8. HELVEGEN

TROIS JOURS ET TROIS NUITS, Helgi s’évertua à soigner la blessure d’Hyndllah, et à prendre soin d’elle, avec l’aide de Rùnar et de Sigurd. Elle aurait pu s’intéresser aux deux jeunes hommes, savoir qui ils étaient et pourquoi ils étaient là. Mais elle voyait la völva perdre ses forces jours après jours, nuits après nuits, ainsi son esprit n’était obnubilé que par essayer de la sauver. Helgi ne voulait pas baisser les bras. Ce fut donc trois jours et trois nuits, les plus longs sans doute de sa vie, où la jeune fille avait appris à fabriquer de quoi désinfecter et recoudre une plaie, à trouver quel mal s’était trouvé sur la lame de la dague afin d’en trouver l’éventuel contre-poison, à bander correctement, faire un garrot. Tous les rudiments de la médecine. Elle n’en dormait pas, veillant toujours à côté de celle qui avait toujours été comme une mère pour elle. Si elle finissait souvent par s’endormir, assise par terre, la tete sur le lit à côté d’Hyndllah, son sommeil n’en était pas moins léger, se réveillant au moindre mouvement, gémissement, ou autre signe de désagrément de la part de la völva.

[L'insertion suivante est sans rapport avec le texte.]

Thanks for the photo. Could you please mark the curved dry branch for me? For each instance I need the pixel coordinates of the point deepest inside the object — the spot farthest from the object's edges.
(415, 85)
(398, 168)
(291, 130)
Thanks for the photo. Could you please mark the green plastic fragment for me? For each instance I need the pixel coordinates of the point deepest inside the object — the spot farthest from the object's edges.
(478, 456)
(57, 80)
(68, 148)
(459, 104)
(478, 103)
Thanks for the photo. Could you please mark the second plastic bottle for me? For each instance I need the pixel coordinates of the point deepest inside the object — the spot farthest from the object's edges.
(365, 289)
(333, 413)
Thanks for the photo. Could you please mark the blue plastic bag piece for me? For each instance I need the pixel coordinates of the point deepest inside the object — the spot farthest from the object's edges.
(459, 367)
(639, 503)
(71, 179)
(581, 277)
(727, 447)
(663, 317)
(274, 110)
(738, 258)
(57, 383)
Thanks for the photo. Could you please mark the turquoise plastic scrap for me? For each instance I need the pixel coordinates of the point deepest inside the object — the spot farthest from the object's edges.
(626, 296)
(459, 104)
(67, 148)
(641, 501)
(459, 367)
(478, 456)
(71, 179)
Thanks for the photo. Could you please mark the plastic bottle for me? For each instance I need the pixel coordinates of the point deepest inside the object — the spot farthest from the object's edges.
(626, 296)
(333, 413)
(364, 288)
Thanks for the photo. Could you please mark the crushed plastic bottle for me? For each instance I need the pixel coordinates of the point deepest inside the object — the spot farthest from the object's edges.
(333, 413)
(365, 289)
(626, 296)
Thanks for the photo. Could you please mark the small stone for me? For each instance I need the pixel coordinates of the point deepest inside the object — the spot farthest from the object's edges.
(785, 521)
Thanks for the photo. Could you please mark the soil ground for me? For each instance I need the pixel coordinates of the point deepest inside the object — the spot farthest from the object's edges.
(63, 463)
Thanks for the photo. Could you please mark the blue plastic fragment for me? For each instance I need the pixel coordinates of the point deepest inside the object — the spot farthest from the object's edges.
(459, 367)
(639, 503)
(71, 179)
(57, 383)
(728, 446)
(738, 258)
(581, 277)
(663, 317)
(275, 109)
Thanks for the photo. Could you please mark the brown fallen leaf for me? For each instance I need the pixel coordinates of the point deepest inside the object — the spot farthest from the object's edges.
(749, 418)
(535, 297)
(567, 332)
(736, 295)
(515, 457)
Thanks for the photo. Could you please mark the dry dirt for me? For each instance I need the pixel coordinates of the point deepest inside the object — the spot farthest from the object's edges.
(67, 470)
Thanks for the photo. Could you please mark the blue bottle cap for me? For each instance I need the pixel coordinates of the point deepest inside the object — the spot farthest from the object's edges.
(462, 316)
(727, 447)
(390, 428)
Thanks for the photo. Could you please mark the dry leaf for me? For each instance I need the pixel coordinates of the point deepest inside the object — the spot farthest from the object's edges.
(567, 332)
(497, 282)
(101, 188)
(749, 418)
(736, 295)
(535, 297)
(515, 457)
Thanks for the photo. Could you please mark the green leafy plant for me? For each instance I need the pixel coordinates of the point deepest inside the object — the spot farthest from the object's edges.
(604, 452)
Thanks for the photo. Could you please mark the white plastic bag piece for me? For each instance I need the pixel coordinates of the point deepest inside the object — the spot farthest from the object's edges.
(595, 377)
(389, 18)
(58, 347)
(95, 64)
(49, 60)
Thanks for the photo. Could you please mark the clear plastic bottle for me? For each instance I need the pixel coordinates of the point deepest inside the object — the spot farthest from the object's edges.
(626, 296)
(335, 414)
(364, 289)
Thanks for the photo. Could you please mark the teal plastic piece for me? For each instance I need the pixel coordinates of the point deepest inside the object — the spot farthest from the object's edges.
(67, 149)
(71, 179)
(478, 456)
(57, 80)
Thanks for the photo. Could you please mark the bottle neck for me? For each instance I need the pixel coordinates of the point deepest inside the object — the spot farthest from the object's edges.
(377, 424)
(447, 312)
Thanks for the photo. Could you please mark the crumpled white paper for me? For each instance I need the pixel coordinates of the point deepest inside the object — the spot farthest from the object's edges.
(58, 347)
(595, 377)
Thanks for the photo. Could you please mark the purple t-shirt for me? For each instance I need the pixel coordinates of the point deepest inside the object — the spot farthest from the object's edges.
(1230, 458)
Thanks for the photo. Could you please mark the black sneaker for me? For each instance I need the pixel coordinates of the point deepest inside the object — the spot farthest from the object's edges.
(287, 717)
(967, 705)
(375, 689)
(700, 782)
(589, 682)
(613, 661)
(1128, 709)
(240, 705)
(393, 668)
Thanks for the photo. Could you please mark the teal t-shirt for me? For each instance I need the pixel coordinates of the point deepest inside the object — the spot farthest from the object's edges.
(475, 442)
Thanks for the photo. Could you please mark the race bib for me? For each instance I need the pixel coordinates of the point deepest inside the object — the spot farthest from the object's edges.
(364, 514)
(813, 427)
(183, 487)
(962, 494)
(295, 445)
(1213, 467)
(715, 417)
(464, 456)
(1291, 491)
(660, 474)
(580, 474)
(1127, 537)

Sigurd et Rùnar avaient déjà essayé de la faire quitter sa veillée, lui proposer de prendre le relais, pour qu’elle puisse enfin réellement dormir. Mais à chaque fois, Helgi s’y était opposée, se montrant prête à les blesser à chaque fois, telle une louve prête à tout pour protéger sa mère. Les émotions et les nerfs à vifs, Helgi était comme une âme perdue marchant trop près du bord d’une falaise. Un mot ou un geste de trop, et elle risquait de se perdre. Elle le sentait, mais voir Hyndllah s’affaiblir la tuait à petit feu.

Une après-midi, Hyndllah avait reprit un peu de couleur, et semblait aller mieux. Elle s’était assise sur sa couche, et avait trouvé Helgi à son côté, les bras croisés sur la couchette, assise par terre, la tête sur ses bras. Un sourire se dessina sur le visage de la völva et sa main caressa tendrement les cheveux noirs de la jeune fille. Celle-ci se réveilla sous son contact.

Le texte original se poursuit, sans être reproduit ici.